Expand description

Bitvector implemented with Packed SIMD 2

Bitvector represents numbers by the position of bits. For example, for the set ${1,3,5}$, we can represent it by a just a byte 010101000 – the most left (high) bit represent if 0 exits in this set or not, the second bit represent 1

Bitvector is usually used in the algorithm which requires many set intersection/union operations, such like graph mining, formal concept analysis. Set operations in bitvector can be implemented with simple and/or/xor operations so it is much faster than “normal” version of HashSet.

Furthermore, as SIMD introduces the ability for handling multiple data with a single instruction, set operations can be even faster with SIMD enabled.

However, implementation with SIMD in Rust is not really an easy task – now only low-level API is provided through core::arch. It requires many cfg(target_arch)s (i.e. different implement on different arch) and assembly-like unsafe function calls.

Packed SIMD provided a much better API for users. With this crate, you can just treat SIMD operations as an operation on slices.
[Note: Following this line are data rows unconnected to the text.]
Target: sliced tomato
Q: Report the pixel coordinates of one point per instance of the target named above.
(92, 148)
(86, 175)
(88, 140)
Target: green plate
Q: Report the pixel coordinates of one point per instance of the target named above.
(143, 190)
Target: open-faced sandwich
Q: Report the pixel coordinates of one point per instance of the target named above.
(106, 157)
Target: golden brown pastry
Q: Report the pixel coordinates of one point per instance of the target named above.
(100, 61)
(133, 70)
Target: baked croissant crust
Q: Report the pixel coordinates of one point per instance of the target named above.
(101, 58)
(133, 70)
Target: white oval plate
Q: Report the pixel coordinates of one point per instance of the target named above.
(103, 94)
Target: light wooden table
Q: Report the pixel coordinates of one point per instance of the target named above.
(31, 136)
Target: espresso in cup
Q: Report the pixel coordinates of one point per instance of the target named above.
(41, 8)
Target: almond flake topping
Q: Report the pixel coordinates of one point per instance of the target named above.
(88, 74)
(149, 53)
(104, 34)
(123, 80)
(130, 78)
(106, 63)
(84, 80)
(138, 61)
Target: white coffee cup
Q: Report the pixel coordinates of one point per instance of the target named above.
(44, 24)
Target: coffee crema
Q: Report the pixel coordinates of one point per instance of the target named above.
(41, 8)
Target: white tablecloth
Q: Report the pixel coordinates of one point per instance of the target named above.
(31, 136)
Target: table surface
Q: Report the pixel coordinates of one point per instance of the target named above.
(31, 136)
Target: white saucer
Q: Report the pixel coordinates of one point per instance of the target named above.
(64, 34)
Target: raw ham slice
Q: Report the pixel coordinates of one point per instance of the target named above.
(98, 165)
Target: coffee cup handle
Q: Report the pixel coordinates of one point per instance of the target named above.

Packed SIMD wraps all the low-level details for you – no arch-specified code, no unsafe, just do what you’ve done on normal integer/floats.

This crate uses Packed SIMD 2 to implement a basic bitvector.

Usage

use bitvector_simd::BitVector;

let _ = BitVector::ones(1_792); //create a set containing 0 ..= 1791
let mut bitvector = BitVector::ones(1_000); //create a set containing 0 ..= 999
bitvector.set(1_999, true); // add 1999 to the set, bitvector will be automatically expanded
bitvector.set(500, false); // delete 500 from the set
// now the set contains: 0 ..=499, 501..=1999
assert_eq!(bitvector.get(500), Some(false));
assert_eq!(bitvector.get(5_000), None);
// When try to get number larger than current bitvector, it will return `None`.
// of course if you don't care, you can just do:
assert_eq!(bitvector.get(5_000).unwrap_or(false), false);

let bitvector2 = BitVector::zeros(2000); // create a set containing 0 ..=1999

let bitvector3 = bitvector.and_cloned(&bitvector2);
// and/or/xor/not operation is provided.
// these APIs usually have 2 version:
// `.and` consume the inputs and `.and_clone()` accepts reference and will do clone on inputs.
let bitvector4 = bitvector & bitvector2;
// ofcourse you can just use bit-and operator on bitvectors, it will also consumes the inputs.
assert_eq!(bitvector3, bitvector4);
// A bitvector can also be constructed from a collection of bool, or a colluction of integer:
let bitvector: BitVector = (0 .. 10).map(|x| x%2 == 0).into();
let bitvector2: BitVector = (0 .. 10).map(|x| x%3 == 0).into();
let bitvector3 = BitVector::from_bool_iterator((0..10).map(|x| x%6 == 0));
assert_eq!(bitvector & bitvector2, bitvector3)

Performance

run cargo bench to see the benchmarks on your device.

Benchmarks on author’s environment show that it does not outperformance existing bitvector libraries (too much). It is just OK to use existing ones such like bit_vec.

Structs

Representation of a BitVector